「立教大学観光学部と1964年の東京オリンピックは関係があります。東京オリンピック開催を契機として、欧米諸国と同様なホテルおよび観光に関する高等教育・研究機関設置を求める声が国内で強まりました。そこで、戦後間もない1946年から観光教育を始め実績もあった立教大学にその役割が期待される声が高まり、それに応える形として1966年社会学部産業関係学科内に『ホテル・観光コース』が開設されました」
■短大観光科は国際観光学部へ発展
東洋大観光研究会は東洋大のほかに東洋大短期大学部の学生で構成されており、選手村食堂で働いている。東洋大学の観光学教育の歴史は古い。1959年、大学の正課外科目として「ホテル講座」が設置されている。大学新聞にこう報じられている。
「この講座は、我が国が平和国家として繁栄するために、国際親善を計って経営の安定をする必要があり、そのためには観光事業の果す役割が大きい点から将来本学にホテル学科を創設するに先だって開講したものである。(中略)本学のホテル講座は、五年後にオリンピックがあるだけに業界から大いに注目されている」(『東洋大学新聞』1959年9月15日)
1963年、東洋大ホテル講座は東洋大短期大学部観光科に発展する。同大短期大学部の学生の64年東京大会選手村でのアルバイト研修の様子がこう伝えられている。

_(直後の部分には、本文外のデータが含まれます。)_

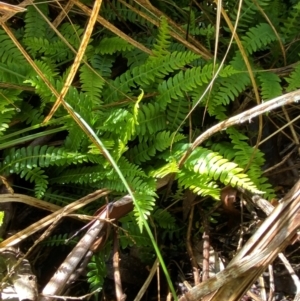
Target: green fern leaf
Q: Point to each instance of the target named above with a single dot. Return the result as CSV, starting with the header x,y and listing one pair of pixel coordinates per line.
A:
x,y
294,79
198,183
216,167
113,45
36,175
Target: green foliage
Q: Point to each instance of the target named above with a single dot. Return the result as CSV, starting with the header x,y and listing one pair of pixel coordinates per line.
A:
x,y
138,104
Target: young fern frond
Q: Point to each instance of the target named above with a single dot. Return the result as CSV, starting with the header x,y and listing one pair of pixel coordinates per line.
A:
x,y
213,166
147,74
112,45
198,183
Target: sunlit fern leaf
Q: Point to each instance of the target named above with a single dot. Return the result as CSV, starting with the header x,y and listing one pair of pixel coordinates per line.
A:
x,y
96,271
147,74
150,119
39,156
198,183
146,204
213,166
166,169
38,176
91,83
242,154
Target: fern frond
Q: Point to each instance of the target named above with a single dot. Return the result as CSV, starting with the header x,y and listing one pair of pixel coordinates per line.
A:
x,y
198,183
151,119
146,204
147,149
148,73
112,45
169,168
38,156
38,176
243,152
213,166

「ピチッと制服に身をかためて、かしこまっているウエーターとウエートレス。東洋大学短大観光科二年の荒牧和夫君と団康子さんの実習姿だ。かれらは、オリンピックの期間中、代々木の選手村食堂の給仕と食券係をやる。実習生とか、見習いとはいっても、お客さま第一のホテルでは、一切特別あつかいはしてくれない。制服を着る限り、あらゆる待遇は一般従業員と同じだ。食堂のあいている時間には、かりに友だちから電話がかかってきても、勝手に電話口に出ることはできない。なれないうちは、きゅうくつだし、気も疲れるが、大役をまえに、夏休みも返上して“勉強”だ」(『読売新聞』1964年8月16日)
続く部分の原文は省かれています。